Aemilia Lanyer was born Aemilia Bassano; her father was an Italian musician, possibly Italian-Jewish or Protestant escaping the religious persecution. She was always hanging around the court circles, as her father, husband and eventually her sun were all musicians employed by various aristocrats. As a young girl she was the mistress of the much older Lord Hunsdon, who however, married her off to Alfonso Lanyer when she got pregnant. Her half-Italian or half-Jewish roots, suggesting she might have been a brunette, combined with the fact that Shakespeare’s troupe did perform in Hunsdon’s household in the 1590s (but it was when Hunsdon’s affair with Lanyer was already over) gave some rise to speculations that she might have been the Dark Lady from Shakespeare’s sonnets, but of course we don’t have any definite proofs.
Aemilia Lanyer is the author of only one volume of poetry, containing the Passion poem referenced in the title, another country-house poem (about which I am going to write in a few days) and a lot of dedicatory poems to various noble women, whose patronage apparently Lanyer tried to attract. It is interesting that Lanyer deliberately chooses only women. Many critics read it as a feminist gesture, especially when read in the context of the two main poems: the Passion shown through women’s eyes; Cookham residence as a utopian women’s paradise. But I also tend to think Lanyer wanted to appear extremely proper and after her well-known past with Hunsdon she didn’t want to make an impression that she was again on the prowl for another well-heeled lover as well as a patron.
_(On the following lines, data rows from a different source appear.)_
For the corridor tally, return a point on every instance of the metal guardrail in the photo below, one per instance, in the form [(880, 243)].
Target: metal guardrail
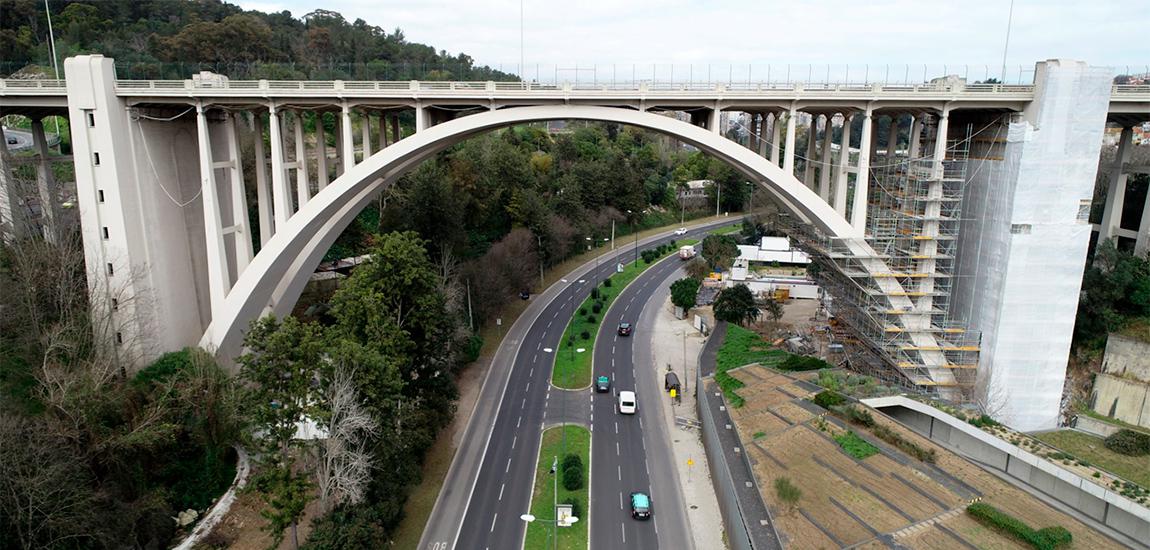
[(1120, 92)]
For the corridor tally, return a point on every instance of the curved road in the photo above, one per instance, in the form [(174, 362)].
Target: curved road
[(489, 483)]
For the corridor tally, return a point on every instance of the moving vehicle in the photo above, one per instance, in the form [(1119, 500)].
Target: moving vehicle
[(603, 384), (641, 505), (627, 404)]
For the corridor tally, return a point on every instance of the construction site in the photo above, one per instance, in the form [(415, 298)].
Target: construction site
[(889, 293)]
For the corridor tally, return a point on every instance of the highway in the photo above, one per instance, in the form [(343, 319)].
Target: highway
[(619, 443), (489, 483)]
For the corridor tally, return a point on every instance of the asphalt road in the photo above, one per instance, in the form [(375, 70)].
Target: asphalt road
[(621, 461), (489, 483)]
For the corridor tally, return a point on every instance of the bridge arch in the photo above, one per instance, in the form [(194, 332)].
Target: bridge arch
[(275, 279)]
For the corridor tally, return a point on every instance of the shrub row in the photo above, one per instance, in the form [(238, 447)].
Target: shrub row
[(1045, 539), (1128, 442), (863, 417)]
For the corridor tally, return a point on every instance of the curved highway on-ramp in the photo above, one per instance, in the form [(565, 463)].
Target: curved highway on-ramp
[(490, 480)]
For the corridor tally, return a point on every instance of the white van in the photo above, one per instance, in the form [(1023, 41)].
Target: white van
[(627, 404)]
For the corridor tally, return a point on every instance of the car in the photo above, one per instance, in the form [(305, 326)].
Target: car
[(627, 404), (641, 505), (603, 384)]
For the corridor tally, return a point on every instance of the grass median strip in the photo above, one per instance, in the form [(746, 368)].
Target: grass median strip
[(559, 445)]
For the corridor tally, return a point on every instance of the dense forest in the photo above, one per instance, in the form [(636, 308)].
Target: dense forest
[(176, 38)]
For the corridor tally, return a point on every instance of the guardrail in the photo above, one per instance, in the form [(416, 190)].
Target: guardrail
[(1136, 92)]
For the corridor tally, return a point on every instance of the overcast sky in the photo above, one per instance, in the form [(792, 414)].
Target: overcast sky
[(702, 32)]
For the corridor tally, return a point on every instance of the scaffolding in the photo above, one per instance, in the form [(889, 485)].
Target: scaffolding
[(891, 289)]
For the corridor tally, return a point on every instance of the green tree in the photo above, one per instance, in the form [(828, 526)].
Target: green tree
[(683, 292), (283, 366), (736, 305), (719, 251)]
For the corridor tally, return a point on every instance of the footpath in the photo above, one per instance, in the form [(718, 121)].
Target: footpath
[(679, 345)]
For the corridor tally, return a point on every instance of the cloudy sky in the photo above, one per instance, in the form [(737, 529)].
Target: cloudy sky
[(741, 32)]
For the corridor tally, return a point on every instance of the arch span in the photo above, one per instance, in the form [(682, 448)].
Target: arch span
[(274, 280)]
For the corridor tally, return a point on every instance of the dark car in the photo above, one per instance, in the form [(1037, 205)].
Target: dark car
[(603, 384), (641, 505)]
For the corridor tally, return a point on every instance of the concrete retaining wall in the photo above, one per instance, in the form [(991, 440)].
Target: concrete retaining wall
[(1078, 493)]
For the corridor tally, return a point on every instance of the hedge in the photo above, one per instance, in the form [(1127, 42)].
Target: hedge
[(1045, 539)]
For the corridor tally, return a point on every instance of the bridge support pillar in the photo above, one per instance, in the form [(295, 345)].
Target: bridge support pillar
[(281, 195), (789, 153), (346, 138), (1116, 193), (775, 136), (262, 190), (303, 185), (45, 182), (826, 160), (14, 223), (863, 178), (321, 153), (844, 163)]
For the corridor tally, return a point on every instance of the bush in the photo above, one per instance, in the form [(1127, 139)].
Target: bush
[(573, 478), (576, 508), (1128, 442), (855, 445), (788, 491), (828, 398), (802, 363), (1045, 539)]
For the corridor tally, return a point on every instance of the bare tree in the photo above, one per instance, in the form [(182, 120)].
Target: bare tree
[(344, 460)]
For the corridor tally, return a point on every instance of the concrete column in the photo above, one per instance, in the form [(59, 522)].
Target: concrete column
[(775, 137), (45, 183), (303, 184), (789, 153), (843, 169), (240, 226), (1116, 195), (13, 216), (940, 153), (346, 140), (262, 191), (213, 226), (915, 140), (366, 135), (383, 130), (321, 152), (826, 160), (891, 139), (764, 138), (812, 146), (281, 195), (863, 178), (1142, 245), (421, 115)]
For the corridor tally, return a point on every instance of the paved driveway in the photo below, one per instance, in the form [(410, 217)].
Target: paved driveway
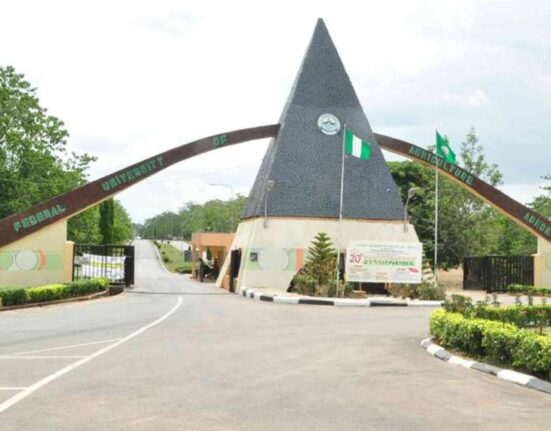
[(174, 354)]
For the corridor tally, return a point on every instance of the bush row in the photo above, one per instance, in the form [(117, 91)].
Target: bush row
[(498, 342), (529, 290), (523, 317), (51, 292)]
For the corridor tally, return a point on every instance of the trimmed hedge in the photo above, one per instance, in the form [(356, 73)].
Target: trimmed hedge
[(499, 342), (524, 317), (529, 290), (52, 292)]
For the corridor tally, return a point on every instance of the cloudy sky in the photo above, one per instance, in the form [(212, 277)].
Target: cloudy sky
[(133, 78)]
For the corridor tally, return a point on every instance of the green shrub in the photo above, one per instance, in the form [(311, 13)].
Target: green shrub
[(498, 342), (12, 296), (52, 292), (529, 290), (426, 291)]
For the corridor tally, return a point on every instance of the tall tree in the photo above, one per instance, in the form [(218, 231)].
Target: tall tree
[(34, 161), (464, 221)]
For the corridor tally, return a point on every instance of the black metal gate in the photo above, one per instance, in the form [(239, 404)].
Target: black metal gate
[(92, 261), (496, 273)]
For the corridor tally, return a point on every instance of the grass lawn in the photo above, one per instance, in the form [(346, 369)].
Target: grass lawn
[(173, 259)]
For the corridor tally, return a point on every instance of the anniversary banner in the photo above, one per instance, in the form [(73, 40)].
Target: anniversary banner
[(384, 262)]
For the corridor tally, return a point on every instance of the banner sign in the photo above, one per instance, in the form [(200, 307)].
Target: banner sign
[(384, 262)]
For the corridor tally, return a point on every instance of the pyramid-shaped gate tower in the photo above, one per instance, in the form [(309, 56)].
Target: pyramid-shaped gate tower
[(296, 193), (305, 164)]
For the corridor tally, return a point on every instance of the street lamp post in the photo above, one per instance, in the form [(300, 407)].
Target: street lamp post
[(231, 199), (411, 192), (268, 187)]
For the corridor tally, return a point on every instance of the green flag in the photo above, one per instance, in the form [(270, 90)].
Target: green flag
[(444, 150), (355, 146)]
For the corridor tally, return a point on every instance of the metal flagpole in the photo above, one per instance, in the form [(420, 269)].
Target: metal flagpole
[(436, 220), (340, 213)]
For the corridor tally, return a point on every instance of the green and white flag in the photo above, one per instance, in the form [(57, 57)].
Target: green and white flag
[(355, 146), (444, 150)]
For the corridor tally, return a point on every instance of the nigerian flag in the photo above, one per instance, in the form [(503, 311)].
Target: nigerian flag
[(444, 150), (355, 146)]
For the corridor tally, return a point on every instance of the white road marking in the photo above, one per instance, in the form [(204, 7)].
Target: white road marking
[(43, 357), (70, 346), (433, 348), (514, 376), (43, 382), (460, 361)]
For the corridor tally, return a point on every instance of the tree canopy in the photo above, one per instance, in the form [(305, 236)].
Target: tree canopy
[(36, 164)]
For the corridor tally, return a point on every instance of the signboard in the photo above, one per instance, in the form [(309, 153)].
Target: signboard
[(384, 262)]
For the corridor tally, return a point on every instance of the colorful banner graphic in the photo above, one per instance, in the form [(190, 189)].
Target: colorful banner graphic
[(384, 262)]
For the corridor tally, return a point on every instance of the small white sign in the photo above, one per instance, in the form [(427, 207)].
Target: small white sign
[(384, 262)]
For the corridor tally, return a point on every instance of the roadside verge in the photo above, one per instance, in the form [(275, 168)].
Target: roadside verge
[(504, 374), (338, 302)]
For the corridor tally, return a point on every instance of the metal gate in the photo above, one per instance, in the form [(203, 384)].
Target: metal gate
[(115, 262), (496, 273)]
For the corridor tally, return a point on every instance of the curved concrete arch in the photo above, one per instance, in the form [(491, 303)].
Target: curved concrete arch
[(524, 216), (31, 220)]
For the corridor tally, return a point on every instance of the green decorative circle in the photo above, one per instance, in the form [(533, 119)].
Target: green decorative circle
[(6, 260)]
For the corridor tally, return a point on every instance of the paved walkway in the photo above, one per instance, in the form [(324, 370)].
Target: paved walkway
[(173, 354)]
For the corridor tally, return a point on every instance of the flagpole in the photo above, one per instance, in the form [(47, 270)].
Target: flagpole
[(340, 214), (436, 220)]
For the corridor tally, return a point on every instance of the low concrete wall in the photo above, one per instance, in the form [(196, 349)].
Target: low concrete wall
[(41, 258)]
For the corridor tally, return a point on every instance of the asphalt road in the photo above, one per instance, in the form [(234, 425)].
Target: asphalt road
[(172, 354)]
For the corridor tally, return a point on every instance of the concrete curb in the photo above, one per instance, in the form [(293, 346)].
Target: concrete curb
[(61, 301), (508, 375), (337, 302)]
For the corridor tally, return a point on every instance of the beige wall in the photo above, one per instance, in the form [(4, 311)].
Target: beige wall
[(41, 258), (281, 246), (542, 264)]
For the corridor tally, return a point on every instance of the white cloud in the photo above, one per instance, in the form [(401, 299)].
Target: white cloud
[(133, 78)]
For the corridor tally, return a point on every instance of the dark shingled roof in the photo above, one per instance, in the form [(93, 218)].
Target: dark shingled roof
[(306, 164)]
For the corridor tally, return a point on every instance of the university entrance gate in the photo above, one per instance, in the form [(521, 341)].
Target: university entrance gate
[(33, 246)]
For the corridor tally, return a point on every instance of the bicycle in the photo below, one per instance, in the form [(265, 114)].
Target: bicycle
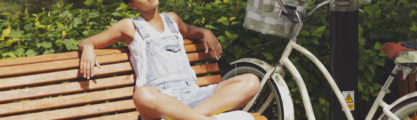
[(275, 89)]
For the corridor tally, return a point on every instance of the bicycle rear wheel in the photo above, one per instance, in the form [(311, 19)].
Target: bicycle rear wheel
[(406, 109), (268, 102)]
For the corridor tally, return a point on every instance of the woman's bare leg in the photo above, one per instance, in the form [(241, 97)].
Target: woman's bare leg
[(230, 94), (151, 103)]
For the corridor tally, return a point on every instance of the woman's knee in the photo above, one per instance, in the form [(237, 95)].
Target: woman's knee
[(145, 96)]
A short text “To the Doubting Reader”, originally printed at the end of the book, explains the title (which is a loose paraphrase of the words pinned on Christ’s cross) explains that the words came to Lanyer in a dream, many years before she even thought about writing this volume. The next text is the dedicatory poem to Queen Anne, James I’s wife. It is for the most part a run-of-the mill dedicatory poem, with the poet flattering the recipient of the dedication and apologizing for the numerous defects of her poetry. The interesting points are where Lanyer promises to present the Queen with the defense of the biblical Eve, making the Queen a judge of whether her version of the events agrees with the biblical one, and if it is so, why are women blamed more than “more faulty men”? She also admits that as a woman she does not have much learning, but she presents her poetry as a work of Nature, not art or learning.